Hi. Hello! I am Dr. Anissa Bougrea, a Belgian-Moroccan postdoctoral researcher (Max Weber fellow) at the European University Institute in Florence, Italy.

My research interests lie in the geopoliticisation of aid through private finance mobilisation, the interplay of development and security logics, and the coloniality within North-South relations through development finance.

I examine how development aid is increasingly aligned with security and geopolitical objectives, and how these intersect, are negotiated, and become operational through financialised aid. I further explore how emerging and middle powers, such as South Korea and Morocco, navigate the evolving multilateral context through minilateral cooperation in development finance.

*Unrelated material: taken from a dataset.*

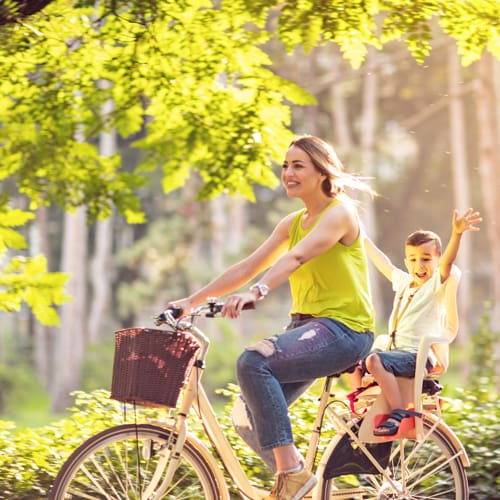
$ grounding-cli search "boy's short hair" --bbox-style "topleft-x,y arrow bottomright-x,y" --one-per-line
405,230 -> 442,255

I show how financialised development initiatives, especially in the Global South and within green transition narratives, reproduce logics of global competition, extractivism, and the coloniality of money. I also interrogate how the EU’s claim to act simultaneously as a “normative” and a geopolitical power becomes untenable in a context where private commercial interests and public security imperatives collide; an analytical tension that matters as much for EU and US strategists as for scholars of decoloniality.

My work has been published in Competition & Change, the Journal of Economic Policy Reform, and European Foreign Affairs Review, and in edited volumes with Routledge and Oxford University Press.

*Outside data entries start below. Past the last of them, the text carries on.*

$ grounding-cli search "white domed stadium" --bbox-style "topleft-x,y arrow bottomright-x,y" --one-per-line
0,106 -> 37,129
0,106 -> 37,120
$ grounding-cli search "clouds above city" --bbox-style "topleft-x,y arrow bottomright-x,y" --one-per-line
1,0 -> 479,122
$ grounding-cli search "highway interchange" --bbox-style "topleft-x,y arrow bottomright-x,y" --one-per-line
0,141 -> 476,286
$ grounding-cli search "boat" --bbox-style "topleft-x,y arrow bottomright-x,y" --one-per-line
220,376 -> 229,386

I hold a PhD from Ghent University in Belgium, with the Ghent Institute for International and European Studies. My dissertation was entitled: ‘The New European Financial Architecture for Development: Financialization of EU Aid?’, supervised by Professor Jan Orbie and Professor Mattias Vermeiren. I examined how financial instruments such as guarantees and private capital mobilisation increasingly drive European Union external action, often under the guise of ‘equal partnership,’ developing a three-layered analytical framework to highlight and assess the extent and unevenness of financialization in EU development policy in Africa.

My work attempts to challenge conventional narratives surrounding the European Union’s role as a development actor in world politics, through critical, anti-Eurocentric, and decolonial lenses, striving to amplify Global South voices and perspectives. I am deeply invested in questions of epistemic justice, academic care, and co-creating research spaces that are both politically and intellectually grounded.

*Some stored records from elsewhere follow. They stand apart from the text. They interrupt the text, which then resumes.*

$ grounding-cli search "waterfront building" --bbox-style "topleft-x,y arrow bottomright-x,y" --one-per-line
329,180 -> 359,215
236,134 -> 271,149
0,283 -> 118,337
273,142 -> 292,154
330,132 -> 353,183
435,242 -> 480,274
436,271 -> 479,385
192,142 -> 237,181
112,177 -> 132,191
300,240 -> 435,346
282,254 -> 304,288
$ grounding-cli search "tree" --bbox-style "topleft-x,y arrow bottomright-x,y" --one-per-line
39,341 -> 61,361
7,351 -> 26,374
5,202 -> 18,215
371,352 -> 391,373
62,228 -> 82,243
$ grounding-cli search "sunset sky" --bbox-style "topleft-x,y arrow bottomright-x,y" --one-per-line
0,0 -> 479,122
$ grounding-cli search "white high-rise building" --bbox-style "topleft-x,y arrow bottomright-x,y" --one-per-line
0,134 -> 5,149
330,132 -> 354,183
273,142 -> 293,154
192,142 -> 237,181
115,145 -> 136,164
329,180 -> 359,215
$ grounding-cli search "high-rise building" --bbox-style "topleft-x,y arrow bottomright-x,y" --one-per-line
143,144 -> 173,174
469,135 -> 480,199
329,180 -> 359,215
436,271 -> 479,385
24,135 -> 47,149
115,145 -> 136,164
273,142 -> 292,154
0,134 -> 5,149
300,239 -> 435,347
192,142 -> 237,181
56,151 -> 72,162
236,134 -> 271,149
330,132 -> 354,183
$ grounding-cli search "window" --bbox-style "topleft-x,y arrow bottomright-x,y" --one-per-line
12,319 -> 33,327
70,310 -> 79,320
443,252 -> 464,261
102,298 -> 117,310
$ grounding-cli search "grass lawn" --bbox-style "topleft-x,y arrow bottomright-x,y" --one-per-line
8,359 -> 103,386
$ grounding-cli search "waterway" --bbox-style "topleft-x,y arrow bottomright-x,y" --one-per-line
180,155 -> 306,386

I have taught and provided teaching assistance on political economy, EU-Africa relations, and decolonisation. Specifically (1) political economy: ‘International Political Economy’, ‘EU Trade Policy’, ‘Winners and Losers of Globalisation’, (2) decolonisation: ‘Community Service Learning’, and (3) development policy: ‘Thematic Specialisation in EU Politics: EU development finance’, ‘Current Affairs in International Politics: Ethics of Development Aid’, and ‘EU Global Justice.’